The 17-year-old says, despite the best efforts of her teachers, who have passed on information as they get it, the process for deciding their grades is still unclear.

"I think it's been difficult for students as well as teachers to keep going and to understand what we're working towards," she said.

"I think that the intentions were there and by allowing teachers to give us the grades they believe we deserve, it has given some freedom.

"However I don't think that this freedom that was advertised is really going to happen, because the assessments that are going to take place in the classroom are going to be structured as if they were exams.

"I think it's going to be a difficult seven weeks after Easter and we're going to have to work quite hard to get the grades that we deserve."

Qualifications Wales' chief executive Philip Blaker said schools and colleges needed to collect evidence so they could make sound judgments about grades for their students.

"We want to be very clear that there is a great deal of flexibility in how they go about this, and that the quality of evidence is more important than the quantity," he said.

"Evidence generated during the course can be used as long as it's the learner's own work and is representative of their attainment at the end of the course."

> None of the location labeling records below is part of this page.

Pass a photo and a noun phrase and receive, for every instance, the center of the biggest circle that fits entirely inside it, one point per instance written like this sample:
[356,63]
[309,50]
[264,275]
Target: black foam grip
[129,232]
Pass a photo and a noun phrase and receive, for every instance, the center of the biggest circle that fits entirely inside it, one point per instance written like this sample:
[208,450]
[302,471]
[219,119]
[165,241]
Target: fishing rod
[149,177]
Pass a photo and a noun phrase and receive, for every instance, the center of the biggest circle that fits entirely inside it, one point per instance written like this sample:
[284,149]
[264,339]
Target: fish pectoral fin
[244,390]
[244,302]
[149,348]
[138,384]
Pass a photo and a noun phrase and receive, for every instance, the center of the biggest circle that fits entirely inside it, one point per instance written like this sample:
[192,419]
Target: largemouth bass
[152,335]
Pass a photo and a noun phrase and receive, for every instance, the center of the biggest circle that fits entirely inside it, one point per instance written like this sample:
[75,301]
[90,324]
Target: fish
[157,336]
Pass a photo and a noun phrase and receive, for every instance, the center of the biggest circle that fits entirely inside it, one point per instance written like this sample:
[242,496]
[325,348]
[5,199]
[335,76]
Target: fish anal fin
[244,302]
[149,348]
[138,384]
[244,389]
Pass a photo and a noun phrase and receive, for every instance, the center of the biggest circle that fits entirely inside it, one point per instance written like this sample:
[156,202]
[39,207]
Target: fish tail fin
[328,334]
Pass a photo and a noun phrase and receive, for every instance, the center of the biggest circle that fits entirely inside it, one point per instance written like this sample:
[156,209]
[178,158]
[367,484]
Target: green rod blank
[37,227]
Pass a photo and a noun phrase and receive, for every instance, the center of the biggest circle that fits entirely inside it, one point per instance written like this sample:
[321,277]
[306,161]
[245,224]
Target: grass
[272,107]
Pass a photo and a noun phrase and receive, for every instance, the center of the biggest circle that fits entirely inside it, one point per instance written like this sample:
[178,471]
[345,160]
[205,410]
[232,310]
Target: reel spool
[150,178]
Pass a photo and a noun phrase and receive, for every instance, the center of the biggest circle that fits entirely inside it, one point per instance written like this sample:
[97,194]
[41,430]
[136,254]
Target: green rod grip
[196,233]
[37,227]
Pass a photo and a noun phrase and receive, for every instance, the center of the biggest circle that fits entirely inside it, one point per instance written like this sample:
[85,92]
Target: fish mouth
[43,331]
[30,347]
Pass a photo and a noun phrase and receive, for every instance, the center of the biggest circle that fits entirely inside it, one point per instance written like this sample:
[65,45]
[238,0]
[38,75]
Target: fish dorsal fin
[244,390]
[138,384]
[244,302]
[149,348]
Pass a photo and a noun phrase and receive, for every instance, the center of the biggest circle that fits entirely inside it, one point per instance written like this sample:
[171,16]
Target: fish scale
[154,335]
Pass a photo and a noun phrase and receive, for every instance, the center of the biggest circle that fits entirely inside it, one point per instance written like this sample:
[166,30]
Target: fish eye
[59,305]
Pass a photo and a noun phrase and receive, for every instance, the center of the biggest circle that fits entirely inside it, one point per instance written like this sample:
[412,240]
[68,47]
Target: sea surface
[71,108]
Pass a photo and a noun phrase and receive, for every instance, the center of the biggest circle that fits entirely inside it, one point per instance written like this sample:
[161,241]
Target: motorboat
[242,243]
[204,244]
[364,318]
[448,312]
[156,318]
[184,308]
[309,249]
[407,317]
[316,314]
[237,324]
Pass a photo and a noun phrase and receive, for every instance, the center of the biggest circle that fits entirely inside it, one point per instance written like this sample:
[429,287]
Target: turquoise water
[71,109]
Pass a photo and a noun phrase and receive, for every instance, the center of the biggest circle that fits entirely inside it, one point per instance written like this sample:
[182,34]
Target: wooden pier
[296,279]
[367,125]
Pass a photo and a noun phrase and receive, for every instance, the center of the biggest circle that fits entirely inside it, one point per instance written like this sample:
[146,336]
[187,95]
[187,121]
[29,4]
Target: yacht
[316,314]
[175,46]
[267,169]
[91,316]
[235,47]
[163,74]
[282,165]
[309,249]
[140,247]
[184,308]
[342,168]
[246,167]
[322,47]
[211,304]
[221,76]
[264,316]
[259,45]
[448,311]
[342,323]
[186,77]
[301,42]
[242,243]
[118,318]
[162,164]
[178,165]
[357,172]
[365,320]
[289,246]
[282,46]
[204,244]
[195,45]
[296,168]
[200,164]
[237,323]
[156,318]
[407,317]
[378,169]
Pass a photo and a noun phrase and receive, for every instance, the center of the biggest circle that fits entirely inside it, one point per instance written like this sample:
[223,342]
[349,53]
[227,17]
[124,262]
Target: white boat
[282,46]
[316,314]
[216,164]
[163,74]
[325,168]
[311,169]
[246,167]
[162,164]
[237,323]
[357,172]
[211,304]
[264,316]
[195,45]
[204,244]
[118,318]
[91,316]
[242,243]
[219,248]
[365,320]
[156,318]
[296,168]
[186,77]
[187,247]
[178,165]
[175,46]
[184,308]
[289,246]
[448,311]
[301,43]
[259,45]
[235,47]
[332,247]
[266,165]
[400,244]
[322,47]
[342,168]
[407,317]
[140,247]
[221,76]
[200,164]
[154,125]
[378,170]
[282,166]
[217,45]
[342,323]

'Fair and balanced' solution

The WJEC said it was implementing policy decisions in the best way it could and was "mindful of the concerns" and the "very difficult circumstances" for everybody.

"I think what we're trying to do is put a solution in place which is fair and balanced for everybody so that learners get the outcomes that they deserve," said WJEC chief executive Ian Morgan.

"In the current climate the solution that we're currently implementing is the one that collectively we felt was the best option in order to resolve the issues."

Students will be given their provisional grades by their school or college in June, before final results are released in August.